La décision du Ghana s’inscrit dans une stratégie plus large de souveraineté économique, où l’État intervient pour protéger les revenus agricoles. Mais ce modèle a un coût, et le pari d’Accra est que la confiance ainsi générée stimulera la production et découragera la fraude. L’évolution des cours internationaux dans les prochains mois sera décisive : si la tendance baissière s’accentue, le Ghana devra arbitrer entre le maintien des prix et l’équilibre budgétaire.

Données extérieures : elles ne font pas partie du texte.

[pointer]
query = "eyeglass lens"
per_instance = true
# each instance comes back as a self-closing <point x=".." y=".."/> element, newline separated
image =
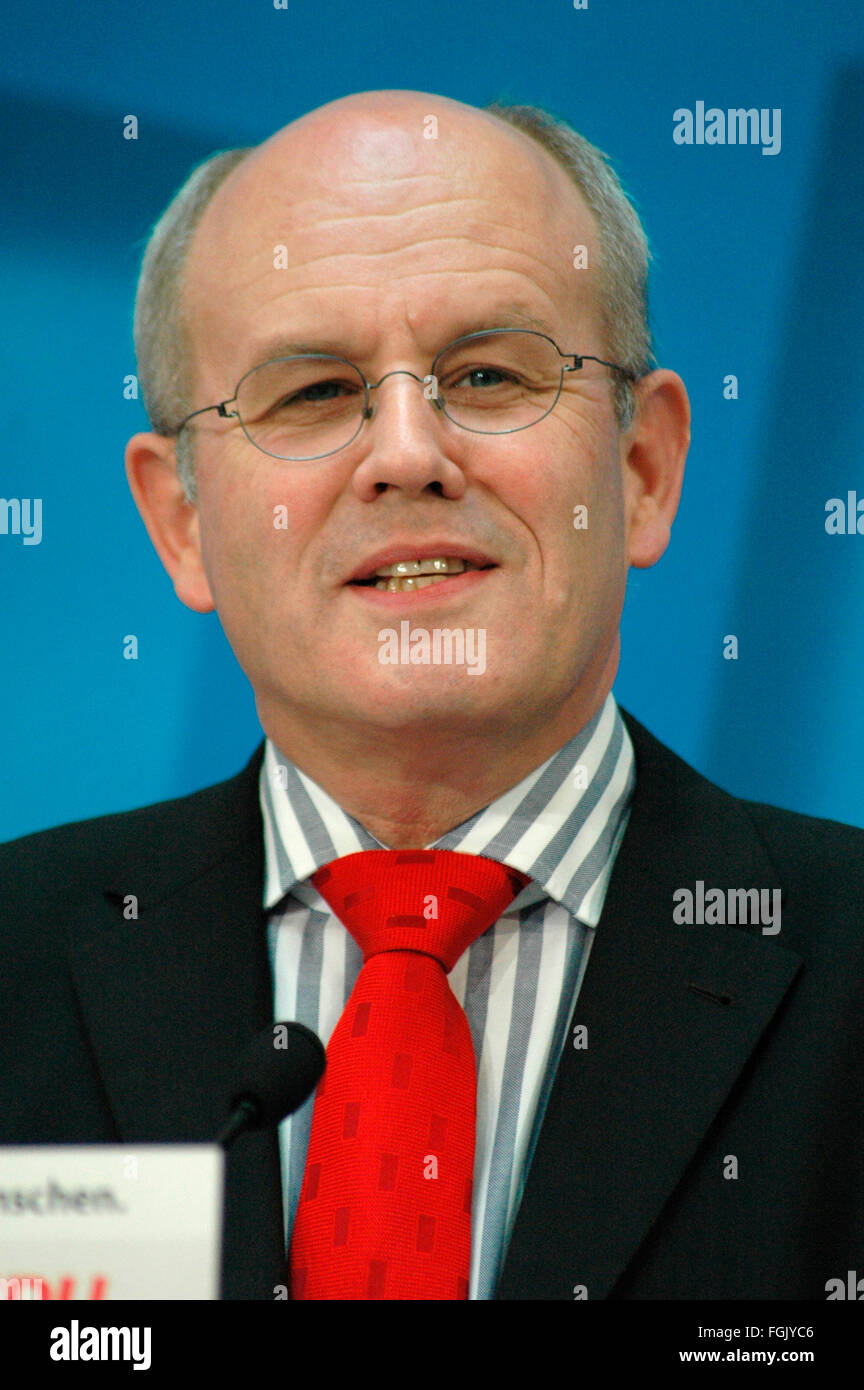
<point x="303" y="407"/>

Le spectre de la déception

Les appels des producteurs ivoiriens en mai 2026, relayés par la presse locale, ont montré les limites d’une approche purement administrative. La hausse des prix réclamée par les chefs traditionnels de Soubré n’a pas été accordée, et le dialogue reste fragile. Le Ghana, en gelant ses prix, espère éviter ces tensions, mais devra composer avec des attentes qui pourraient croître si les prix mondiaux se redressent.

Le gel du prix au producteur par le Ghana est un pari sur la stabilité sociale dans un contexte de baisse des cours. Mais cette décision révèle surtout l’incapacité des filières cacao ouest-africaines à s’affranchir des aléas du marché international. La question qui demeure est celle de la transformation structurelle : tant que les réformes de fond (amélioration de la productivité, transformation locale, diversification) n’auront pas abouti, les États resteront prisonniers d’un cycle de mesures conjoncturelles.